Monday, August 11, 2008

Numb




The blood dried a little darker than the toenail polish. But a girl can’t run in heels.

Stupid thing. Ugly thing. You—oughtta—thank—me.

A paralyzed field steamed on her left. A dark slush of trees blurred to her right. She kept to the tracks. The splinters and gashes on her feet chewed. Like something almost alive.

We call this—a pity fuck. See?

The hem of her prom dress was torn, dirty. Two nights ago, sewing needle in mouth, Mother had said she looked like an angel.

She had twirled and twirled, the words a white dove in her heart.

You best—not tell. Who’d believe—afatpieceashit—like Stammering St-st-Stover?

Spit, spit.

There was no going home last night. Home. The word a foul lie.

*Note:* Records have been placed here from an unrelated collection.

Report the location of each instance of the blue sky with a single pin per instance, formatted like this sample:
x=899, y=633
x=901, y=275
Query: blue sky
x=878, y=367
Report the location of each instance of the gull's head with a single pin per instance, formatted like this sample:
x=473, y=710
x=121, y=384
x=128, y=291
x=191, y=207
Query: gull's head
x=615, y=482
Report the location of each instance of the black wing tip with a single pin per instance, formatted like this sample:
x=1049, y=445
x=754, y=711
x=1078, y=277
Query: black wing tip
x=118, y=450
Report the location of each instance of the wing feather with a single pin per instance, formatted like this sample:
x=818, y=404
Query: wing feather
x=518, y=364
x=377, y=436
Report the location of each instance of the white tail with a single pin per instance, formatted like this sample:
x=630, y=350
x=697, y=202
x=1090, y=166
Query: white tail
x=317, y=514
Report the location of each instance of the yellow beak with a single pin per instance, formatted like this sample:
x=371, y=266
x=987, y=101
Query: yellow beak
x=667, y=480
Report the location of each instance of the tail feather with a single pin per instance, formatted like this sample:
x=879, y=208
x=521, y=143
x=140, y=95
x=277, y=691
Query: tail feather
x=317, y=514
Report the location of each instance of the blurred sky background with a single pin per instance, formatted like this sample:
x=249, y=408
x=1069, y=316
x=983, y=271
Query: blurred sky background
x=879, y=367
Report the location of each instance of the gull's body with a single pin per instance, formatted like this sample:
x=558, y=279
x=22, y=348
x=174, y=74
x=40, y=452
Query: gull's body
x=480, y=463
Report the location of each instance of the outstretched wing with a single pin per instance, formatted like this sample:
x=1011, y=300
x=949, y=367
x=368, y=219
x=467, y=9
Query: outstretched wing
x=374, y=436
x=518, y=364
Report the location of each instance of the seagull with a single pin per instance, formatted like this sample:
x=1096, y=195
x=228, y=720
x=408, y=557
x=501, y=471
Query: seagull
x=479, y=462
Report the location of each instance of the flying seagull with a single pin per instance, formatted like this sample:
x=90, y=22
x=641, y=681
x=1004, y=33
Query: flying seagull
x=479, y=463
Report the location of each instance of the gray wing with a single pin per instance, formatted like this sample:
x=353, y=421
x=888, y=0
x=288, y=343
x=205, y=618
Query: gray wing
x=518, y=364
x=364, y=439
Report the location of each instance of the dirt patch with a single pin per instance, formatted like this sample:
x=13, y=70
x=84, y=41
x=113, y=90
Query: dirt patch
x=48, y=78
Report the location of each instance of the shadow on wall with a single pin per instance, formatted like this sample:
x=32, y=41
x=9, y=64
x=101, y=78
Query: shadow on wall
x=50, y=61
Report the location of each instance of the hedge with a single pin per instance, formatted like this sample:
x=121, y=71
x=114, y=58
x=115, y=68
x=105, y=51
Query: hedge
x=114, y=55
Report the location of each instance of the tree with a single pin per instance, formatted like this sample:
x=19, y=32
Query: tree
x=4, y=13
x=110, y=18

Mother would have smelled her breath, noted the rips, and known. Demanded to see the stiff, soiled panties. Not red now, but rusted. Like something used up. Slimming underpants, Mother had called them in the department store. Her lips a pink scar.

No, she would--never--go back. Just keep running, running. Until that stink-eye in the sky sank, and last night's moon defrosted.

You know—I’d find ya--right? Just—gotta—follow that—fat-girl—stench. Smells like—like—spoiled—

He came on meat.

She tripped, and crashed, elbow crunching. But she couldn’t feel, couldn’t feel. Nothing except that stabbing flame. Down there. Like the devil’s itch. Couldn't outrun it. Hugging the hot stones, she opened her mouth for the sobs that wouldn’t come, and retched.

A train whistle called. Two--short--bursts. She rolled on her side.

Laying her cheek on the rail, she grew still. Like one of them caterpillars in the tree up there, done with its cocoon. She almost laughed to think.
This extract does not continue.